Naturalistic and eschewing any music but for the radio broadcasts played on screen, it features Duvall and Carradine as the skinny, cornfed picture of backwoods Americana; Altman’s unglamorous answer to Beatty and Dunaway. The lovers are none too bright, but they have a sweet, unassuming rapport, and we can’t help rooting for them. It seems that in 1937, in the midst of the Great Depression, being a bandit didn’t seem too outlandish a notion. In Altman’s view, bank robbery isn’t always the act of romantic anti-heroes or of desperate psychopaths – sometimes, it’s for ordinary, down-on-their-luck Americans.
My Own Private Idaho (1991)
Director: Gus van Sant
Although the two vagrant teenagers aren’t ‘on the run’ so much as drifting lawlessly – from the Pacific Northwest all the way to Italy – their love affair is as doomed as one at the end of a Tommy gun. Van Sant’s loose adaptation of Shakespeare’s Henry IV and Henry V sees its characters – re-imagined as gay street hustlers – occasionally sink in and out of iambic pentameter. Mike (River Phoenix) is a narcoleptic wanderer, hopelessly in love with his friend Scott (Keanu Reeves) – a politician’s son who is play-acting at bohemianism. The gap between their backgrounds seems too great to be reconciled; Scott is quick to return to the comfort of his wealth, while Mike is fully exposed to the harshness of street life.
Van Sant revels in a schizophrenic approach to style and form, utilising manic cutting, ponderous long shots, and timelapse photography. With a quietly wounded performance from Phoenix, it’s a sensitive, sometimes inexplicable portrait of those living on the margins.
True Romance (1993)
Director: Tony Scott
Tony Scott’s film is boldly unafraid of cliché: a shotgun wedding, a suitcase full of cash, a drug kingpin, and a prostitute with a heart of gold. Yet True Romance hangs together wonderfully, perhaps because comic-book geek Clarence and buxom sweetheart Alabama are so endearing.
The Quentin Tarantino-penned film has been elevated to a pop-culture cornerstone, featuring appearances from Brad Pitt as a stoned couch-dweller and Gary Oldman as a dreadlocked pimp. Patricia Arquette’s Alabama, a thrift-store beauty queen, deserves an extra mention for her extraordinarily loud wardrobe: the turquoise bra and cow-print miniskirt are a fashion combination to go down in film history. Borrowing liberally from the flatly-intoned voiceover of Badlands, True Romance distinguishes itself with pops of candy-bright colour, a helping of lurid violence, and strangest of all for lovers on the run – a happy ending.

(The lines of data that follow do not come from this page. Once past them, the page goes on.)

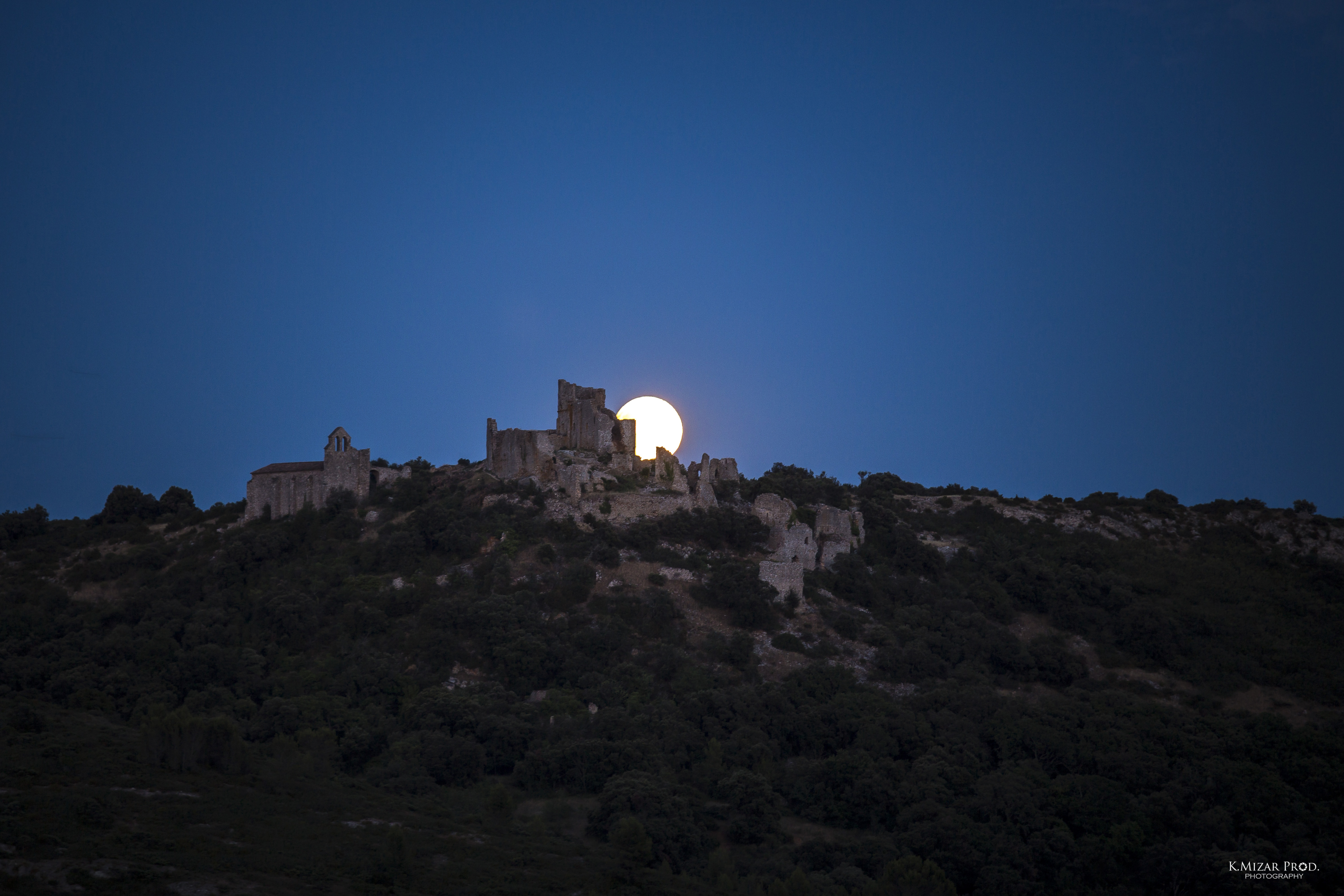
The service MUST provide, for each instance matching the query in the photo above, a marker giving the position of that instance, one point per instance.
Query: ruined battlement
(588, 464)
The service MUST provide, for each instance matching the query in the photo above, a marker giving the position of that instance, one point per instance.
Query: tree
(127, 503)
(176, 500)
(635, 847)
(912, 877)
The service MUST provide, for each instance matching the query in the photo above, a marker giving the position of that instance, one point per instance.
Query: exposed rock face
(588, 464)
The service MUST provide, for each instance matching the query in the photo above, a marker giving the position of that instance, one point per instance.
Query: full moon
(656, 425)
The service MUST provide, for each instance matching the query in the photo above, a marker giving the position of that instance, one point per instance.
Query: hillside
(444, 691)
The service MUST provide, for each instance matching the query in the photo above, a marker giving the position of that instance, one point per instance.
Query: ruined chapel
(285, 488)
(586, 469)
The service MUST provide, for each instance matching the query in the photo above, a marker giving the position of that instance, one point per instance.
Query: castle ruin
(285, 488)
(588, 469)
(586, 465)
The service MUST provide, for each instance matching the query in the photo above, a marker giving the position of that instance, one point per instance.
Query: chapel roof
(296, 467)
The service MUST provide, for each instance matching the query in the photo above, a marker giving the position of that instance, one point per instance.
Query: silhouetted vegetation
(531, 723)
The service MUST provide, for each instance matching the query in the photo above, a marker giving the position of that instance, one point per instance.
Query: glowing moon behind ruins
(656, 425)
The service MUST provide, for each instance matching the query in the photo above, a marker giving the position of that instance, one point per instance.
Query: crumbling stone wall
(705, 473)
(582, 424)
(517, 455)
(386, 476)
(585, 424)
(796, 547)
(585, 464)
(285, 488)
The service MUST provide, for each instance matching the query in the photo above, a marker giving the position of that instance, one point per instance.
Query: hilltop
(452, 686)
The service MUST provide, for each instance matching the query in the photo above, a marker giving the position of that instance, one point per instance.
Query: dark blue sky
(1061, 249)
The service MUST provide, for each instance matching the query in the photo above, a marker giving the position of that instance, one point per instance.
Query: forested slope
(455, 696)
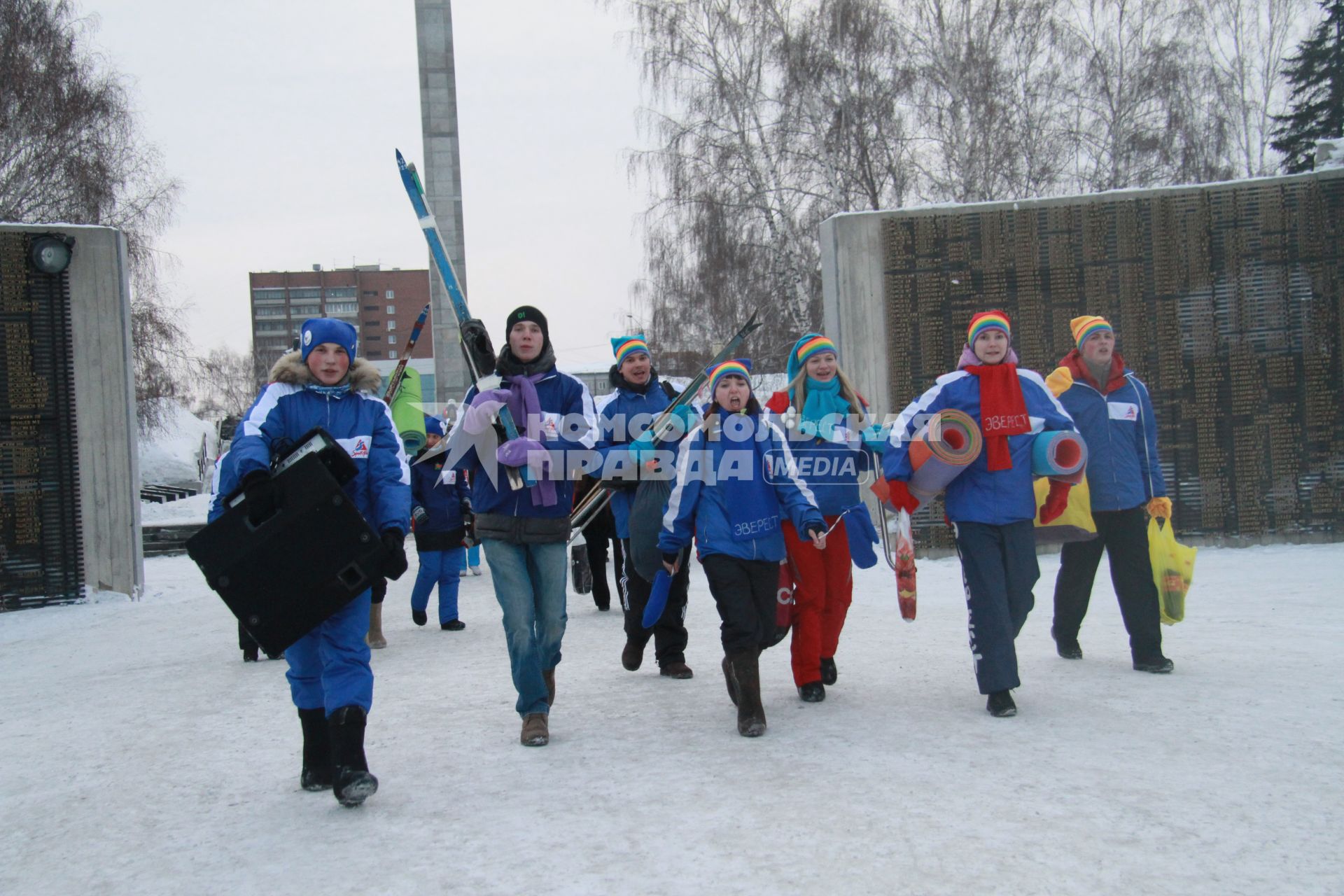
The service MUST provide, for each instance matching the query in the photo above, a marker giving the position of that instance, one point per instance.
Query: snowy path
(143, 757)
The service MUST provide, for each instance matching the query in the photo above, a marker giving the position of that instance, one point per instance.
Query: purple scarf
(527, 409)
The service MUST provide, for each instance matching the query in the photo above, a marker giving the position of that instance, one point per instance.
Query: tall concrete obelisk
(442, 178)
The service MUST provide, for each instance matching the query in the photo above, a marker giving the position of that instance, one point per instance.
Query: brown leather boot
(729, 680)
(676, 671)
(375, 638)
(746, 671)
(549, 678)
(536, 729)
(632, 656)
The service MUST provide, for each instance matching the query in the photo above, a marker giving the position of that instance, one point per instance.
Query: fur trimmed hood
(363, 377)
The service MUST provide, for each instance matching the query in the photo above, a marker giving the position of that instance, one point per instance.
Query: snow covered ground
(143, 757)
(190, 510)
(171, 456)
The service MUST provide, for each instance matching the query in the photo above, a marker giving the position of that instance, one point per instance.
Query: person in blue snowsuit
(330, 679)
(1126, 480)
(441, 508)
(991, 504)
(736, 482)
(626, 414)
(524, 531)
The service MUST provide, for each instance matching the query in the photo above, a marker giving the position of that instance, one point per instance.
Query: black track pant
(999, 570)
(1124, 535)
(597, 564)
(668, 633)
(746, 596)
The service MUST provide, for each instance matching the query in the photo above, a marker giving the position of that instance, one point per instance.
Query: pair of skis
(416, 192)
(394, 383)
(662, 428)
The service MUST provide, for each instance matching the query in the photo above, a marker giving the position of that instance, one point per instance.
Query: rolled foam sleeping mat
(1060, 456)
(409, 414)
(941, 450)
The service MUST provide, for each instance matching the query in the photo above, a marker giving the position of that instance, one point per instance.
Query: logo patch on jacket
(1123, 410)
(356, 447)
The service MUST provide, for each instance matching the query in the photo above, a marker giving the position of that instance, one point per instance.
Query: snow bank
(147, 758)
(192, 510)
(169, 456)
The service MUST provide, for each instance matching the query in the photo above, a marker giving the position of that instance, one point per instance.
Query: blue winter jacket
(223, 482)
(698, 507)
(441, 492)
(835, 469)
(1121, 434)
(568, 412)
(293, 403)
(977, 495)
(622, 416)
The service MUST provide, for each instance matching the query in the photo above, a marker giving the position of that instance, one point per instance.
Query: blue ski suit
(328, 666)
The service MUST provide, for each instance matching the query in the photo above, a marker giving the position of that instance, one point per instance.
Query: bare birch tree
(1246, 46)
(71, 149)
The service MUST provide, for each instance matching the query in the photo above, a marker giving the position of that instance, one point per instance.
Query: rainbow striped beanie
(1086, 326)
(986, 321)
(806, 348)
(625, 346)
(737, 367)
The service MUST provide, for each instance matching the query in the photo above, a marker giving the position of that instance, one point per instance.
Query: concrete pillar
(441, 174)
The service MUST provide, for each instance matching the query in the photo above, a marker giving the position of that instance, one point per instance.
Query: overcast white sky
(281, 117)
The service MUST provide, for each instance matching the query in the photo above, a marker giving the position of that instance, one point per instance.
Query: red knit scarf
(1003, 412)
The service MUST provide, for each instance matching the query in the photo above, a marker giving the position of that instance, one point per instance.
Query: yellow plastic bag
(1174, 570)
(1074, 524)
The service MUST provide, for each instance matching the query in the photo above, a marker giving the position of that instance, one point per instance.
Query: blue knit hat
(327, 330)
(806, 348)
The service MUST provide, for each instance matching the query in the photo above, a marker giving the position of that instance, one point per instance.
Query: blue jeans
(999, 570)
(438, 567)
(530, 586)
(328, 666)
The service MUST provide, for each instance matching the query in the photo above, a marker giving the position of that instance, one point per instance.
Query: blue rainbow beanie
(327, 330)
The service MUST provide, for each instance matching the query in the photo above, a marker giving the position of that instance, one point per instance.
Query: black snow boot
(1159, 665)
(828, 671)
(318, 750)
(1068, 648)
(353, 783)
(1000, 704)
(812, 692)
(746, 672)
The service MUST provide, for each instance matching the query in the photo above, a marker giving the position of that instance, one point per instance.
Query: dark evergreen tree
(1316, 104)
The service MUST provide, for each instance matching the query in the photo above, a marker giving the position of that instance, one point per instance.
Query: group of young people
(737, 498)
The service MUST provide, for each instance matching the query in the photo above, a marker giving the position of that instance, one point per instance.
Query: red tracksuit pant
(824, 587)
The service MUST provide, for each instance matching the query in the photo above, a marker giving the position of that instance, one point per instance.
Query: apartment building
(381, 304)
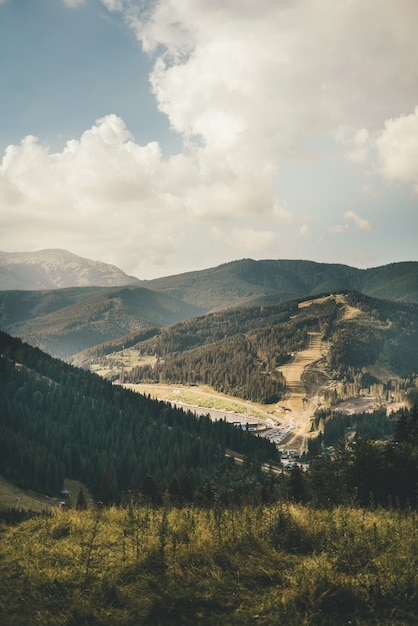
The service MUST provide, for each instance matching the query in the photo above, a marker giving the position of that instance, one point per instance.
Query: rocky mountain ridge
(57, 269)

The Doom Generation (1995)
Director: Gregg Araki
Gregg Araki’s subversive take on the outlaw road movie features a bisexual love triangle and an industrial amount of methamphetamine. It hardly bodes well for gender relations, offering a trashy, ironic deconstruction of the heterosexual relationship between Rose McGowan and James Duval. The spanner in the works is Xavier, nicknamed X, a mysterious drifter who seems to attract outlandish schlock violence wherever the trio stop.
Critically divisive, The Doom Generation is a postmodern refraction of the ‘wasteland’ of modern America circa 1995. Its mixture of aloof pastiche and sexual violence make it a queasy viewing experience. But Araki’s nihilistic stab at suffocatingly conformist American culture is refreshing in a grotty, juvenile sort of way – right down to its dialogue. Highlights include: “you’re like a life support system for a cock!”